PG&E, which filed for bankruptcy protection in 2019 after it faced more than $30 billion in damages for wildfires started by its equipment, is trying to convince regulators that its burying plan is better. The company filed its plan with state regulators last year.
The California Public Utilities Commission, whose members are appointed by Gov. Gavin Newsom, is scheduled to decide the issue next month. PG&E will make it’s case in person before the commission on Wednesday.
What PG&E wants to do is unprecedented in both scale and speed. It’s plan to bury 2,000 miles of power lines is part of a broader goal of putting 10,000 miles underground over the next decade. The case is being closely watched, not just in California but throughout the country as more utilities weigh the risks versus the cost of burying power lines.
Most of the nation’s power lines are above ground because it’s cheaper to do it that way. But more utilities have been burying power lines in response to bigger and more destructive natural disasters.
The issue can have repercussions beyond the price of electricity. In the past year, seven of the top 12 insurance companies doing business in California have either paused or restricted new business in the state, citing wildfire risk.
On a recent afternoon, Poppe — PG&E’s CEO since 2021 — visited a construction site between Sacramento and San Francisco where crews were burying a stretch of overhead power lines. Poppe was there to celebrate the company meeting its goal of burying at least 350 miles of power lines this year, a milestone she says is proof the company can meet its ambitious targets.
“One of the big criticisms about PG&E is we did not adapt to changing conditions. Everyone says we should have seen these wildfire conditions. Everyone says PG&E should have invested in the infrastructure,” Poppe told The Associated Press. “And so, here we are. We’ve now changed and we’re asking people to catch up with us.”

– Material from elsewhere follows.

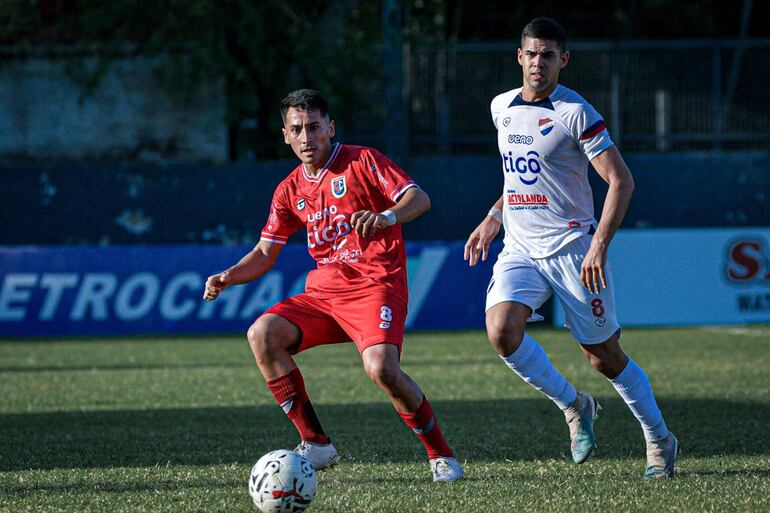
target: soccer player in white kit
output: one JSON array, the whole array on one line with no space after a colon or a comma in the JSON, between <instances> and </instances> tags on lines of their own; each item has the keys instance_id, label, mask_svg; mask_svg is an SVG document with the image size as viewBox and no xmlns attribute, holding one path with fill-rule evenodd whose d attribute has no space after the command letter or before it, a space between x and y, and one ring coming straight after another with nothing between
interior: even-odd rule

Critics scoff, noting that PG&E’s plan would boost profits for a company that pleaded guilty to 84 counts of manslaughter in connection with the 2018 wildfire that mostly destroyed the town of Paradise. Their plan, which includes projects in addition to burying power lines, would raise customer rates an average of nearly 18%, or $38.73 per month.
“I really find it hard to believe anything they say about their commitment to safety. They are going to make a lot of money burying these lines,” said Ken Cook, president of Environmental Working Group and a PG&E customer.
The Public Utilities Commission is considering two other plans that would include both burying power lines and using protective coverings. The plans reduce the number of power lines that PG&E could bury by at least half. One plan would raise rates by just over 12% and the other would raise rates by about 10%.
Already, PG&E’s residential rates have more than doubled since 2006. It’s been even worse for low-income customers, whose rates have gone up 170% over that same time period, according to The Utility Reform Network, an advocacy group for ratepayers. PG&E says its electric-only rates have increased an average of 4% per year since 2006.